We often miss the most important Holy Fingerprints because we
don’t take time to dig deeply and examine and think and pray.
Invest
time in this until you can declare, like Elisabeth Elliot:
“The will of God is never
exactly what you expect it to be.
It may seem to be worse,
but in the end
it’s going to be a lot
better and a lot bigger.”
Write a
vignette for your memoir showing ways that, despite seeming setbacks, God had
plans to prosper* you and not harm you, plans to give you hope and a future (Jeremiah 29:11).
You’ll
find additional inspiration from these earlier blog posts:
Connect Your Dots, and my
friend Barb’s cry, “Lord, You’ve said you’d make my path straight, so why is my
path so crooked?”
You’re the bridge between generations past and generations yet
to come.
Write your stories!
Your children,
grandchildren and other readers
need to know they
can trust God with their lives,
that He has plans
to prosper* them
and not to harm them,
plans to give them
hope and a future.
*The
word prosper is, in Hebrew, shalom, meaning peace, completeness, tranquility,
soundness, safety, and well-being. Here’s how Cornelius Plantinga describes shalom:
“The
webbing together of God, humans, and all creation in justice, fulfillment, and
delight is what the Hebrew prophets call shalom.
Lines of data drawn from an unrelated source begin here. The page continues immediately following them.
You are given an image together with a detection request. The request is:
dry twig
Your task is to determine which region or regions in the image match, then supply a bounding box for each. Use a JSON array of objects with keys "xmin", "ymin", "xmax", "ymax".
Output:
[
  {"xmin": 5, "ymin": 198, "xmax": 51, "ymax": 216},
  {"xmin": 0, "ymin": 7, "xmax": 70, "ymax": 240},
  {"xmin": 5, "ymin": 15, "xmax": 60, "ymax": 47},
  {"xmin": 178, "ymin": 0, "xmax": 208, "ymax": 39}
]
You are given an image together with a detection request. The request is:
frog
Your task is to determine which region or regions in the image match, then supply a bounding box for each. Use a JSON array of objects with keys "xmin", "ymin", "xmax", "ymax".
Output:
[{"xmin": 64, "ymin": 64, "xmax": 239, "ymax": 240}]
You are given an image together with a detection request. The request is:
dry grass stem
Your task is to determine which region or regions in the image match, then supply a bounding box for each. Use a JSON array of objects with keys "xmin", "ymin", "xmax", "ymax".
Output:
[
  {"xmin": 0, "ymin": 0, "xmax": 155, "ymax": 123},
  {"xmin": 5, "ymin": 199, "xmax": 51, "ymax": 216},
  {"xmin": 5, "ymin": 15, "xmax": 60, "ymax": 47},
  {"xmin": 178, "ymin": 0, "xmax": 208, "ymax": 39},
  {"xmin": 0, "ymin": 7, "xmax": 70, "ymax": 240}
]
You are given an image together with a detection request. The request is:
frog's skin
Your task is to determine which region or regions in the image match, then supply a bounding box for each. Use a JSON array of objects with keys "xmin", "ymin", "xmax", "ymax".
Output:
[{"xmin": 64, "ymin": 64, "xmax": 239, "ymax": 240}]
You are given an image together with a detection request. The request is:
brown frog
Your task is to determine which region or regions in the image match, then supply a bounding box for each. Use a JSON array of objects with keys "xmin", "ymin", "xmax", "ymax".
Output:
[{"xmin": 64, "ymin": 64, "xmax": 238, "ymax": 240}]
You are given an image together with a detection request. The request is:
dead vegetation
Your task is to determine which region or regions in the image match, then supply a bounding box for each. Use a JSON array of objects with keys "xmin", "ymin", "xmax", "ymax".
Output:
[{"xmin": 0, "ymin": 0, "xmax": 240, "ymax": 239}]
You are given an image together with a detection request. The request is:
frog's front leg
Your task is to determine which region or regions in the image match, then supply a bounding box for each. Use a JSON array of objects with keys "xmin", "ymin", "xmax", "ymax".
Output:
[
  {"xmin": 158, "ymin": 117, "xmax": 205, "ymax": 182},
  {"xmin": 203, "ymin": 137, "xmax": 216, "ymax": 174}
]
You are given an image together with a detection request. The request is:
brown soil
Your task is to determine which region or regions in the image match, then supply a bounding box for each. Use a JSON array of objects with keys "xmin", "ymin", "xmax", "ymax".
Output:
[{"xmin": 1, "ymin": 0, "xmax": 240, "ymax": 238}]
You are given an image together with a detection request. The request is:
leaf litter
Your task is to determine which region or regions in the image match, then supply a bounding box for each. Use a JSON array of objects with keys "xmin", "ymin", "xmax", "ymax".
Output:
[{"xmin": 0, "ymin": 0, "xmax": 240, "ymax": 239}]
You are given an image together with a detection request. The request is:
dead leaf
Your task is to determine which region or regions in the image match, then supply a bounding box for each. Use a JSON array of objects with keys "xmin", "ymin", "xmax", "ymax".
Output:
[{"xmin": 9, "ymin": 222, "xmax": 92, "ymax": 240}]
We call it peace but it means
far more than mere peace of mind or a cease-fire between enemies. In the Bible,
shalom means universal flourishing, wholeness and delight—a rich state of
affairs in which natural needs are satisfied and natural gifts fruitfully
employed, a state of affairs that inspires joyful wonder as its Creator and
Savior opens doors and welcomes the creatures in whom he delights. Shalom, in
other words, is the way things ought to be” (from Not the Way It’s Supposed to Be).